Tory MP Tobias Ellwood said the support Mr Johnson once enjoyed from the party base was “changing before our very eyes” into anger, and a comeback was very doubtful.
He told Sky News: “Johnson’s confidence stemmed from the huge support he received from the party base. He was loved by members across the country but this is changing before our very eyes. There’s now disappointment, even anger that the party, the activists are left to pick up the pieces”.
Earlier, on a visit to Harrow, Rishi Sunak dodged questions about Mr Johnson by saying he hadn't read the report.

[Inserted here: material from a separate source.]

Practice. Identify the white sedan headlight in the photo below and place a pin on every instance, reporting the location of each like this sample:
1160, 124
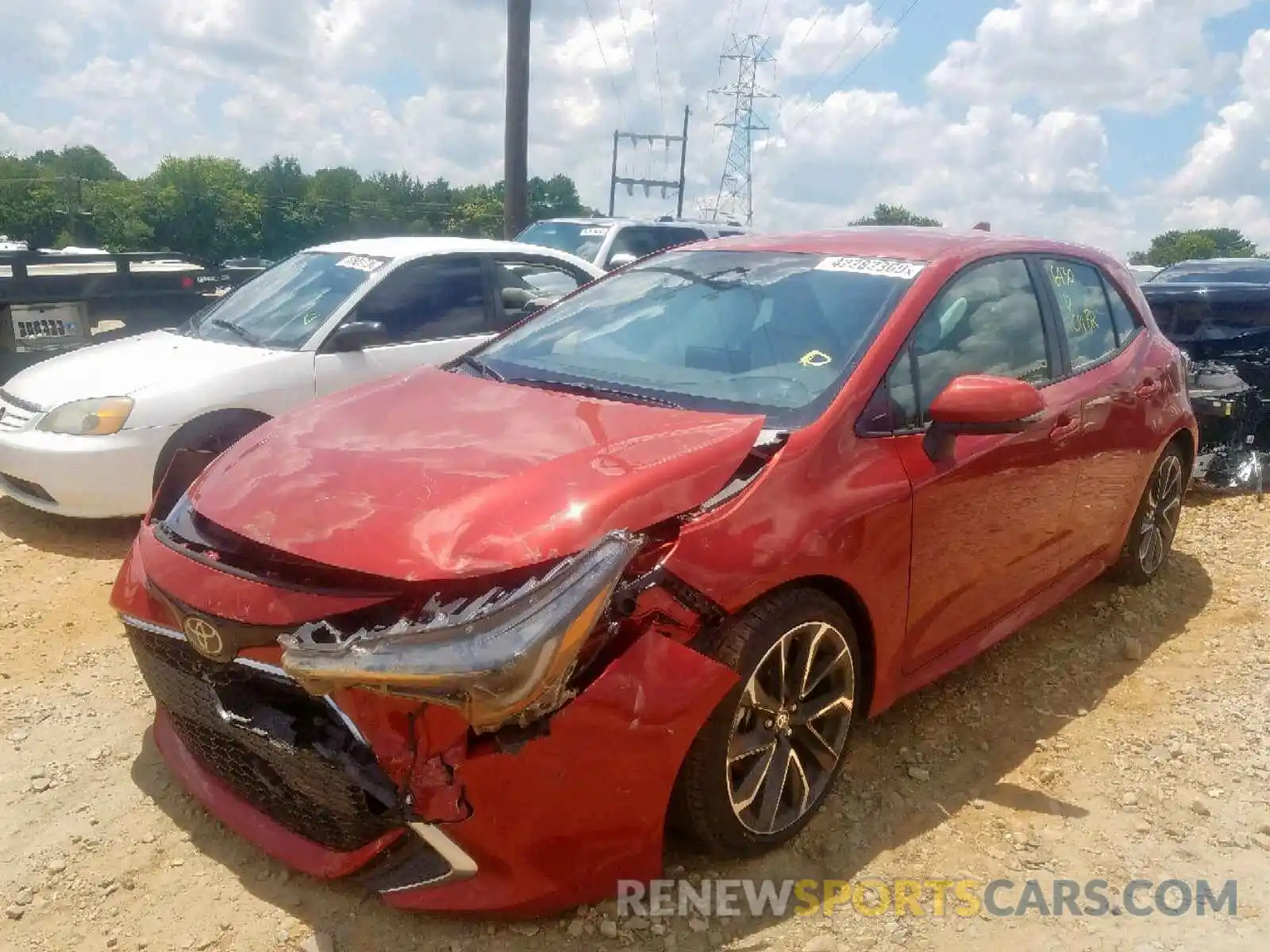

Asked if he believed if Mr Johnson should be allowed to be an MP again, the Prime Minister said: “You are talking about a report that I haven’t seen and that no one else has seen.
"It wouldn’t be right to comment on it in advance of it coming out and being published.”
He added: “These are matters for the House of Commons, and Parliament will deal with it in the way that it does.”
Asked if he was “frustrated” by Mr Johnson’s interventions in the past week, Mr Sunak said: “No, I’m just getting on with delivering for the country."
Deputy LibDem leader Daisy Cooper said: “This damning report should be the final nail in the coffin for Boris Johnson’s political career.
“It is completely unprecedented for a former prime minister to be found to have been a law-breaker and serial liar, who treated the public and Parliament with total disdain.
“Rishi Sunak must cut off Johnson’s ex-prime minister allowance to stop him milking the public purse for his own personal gain.
“Anything less would be an insult to bereaved families who suffered while Boris Johnson lied and partied.”
This is a breaking story and will be updated.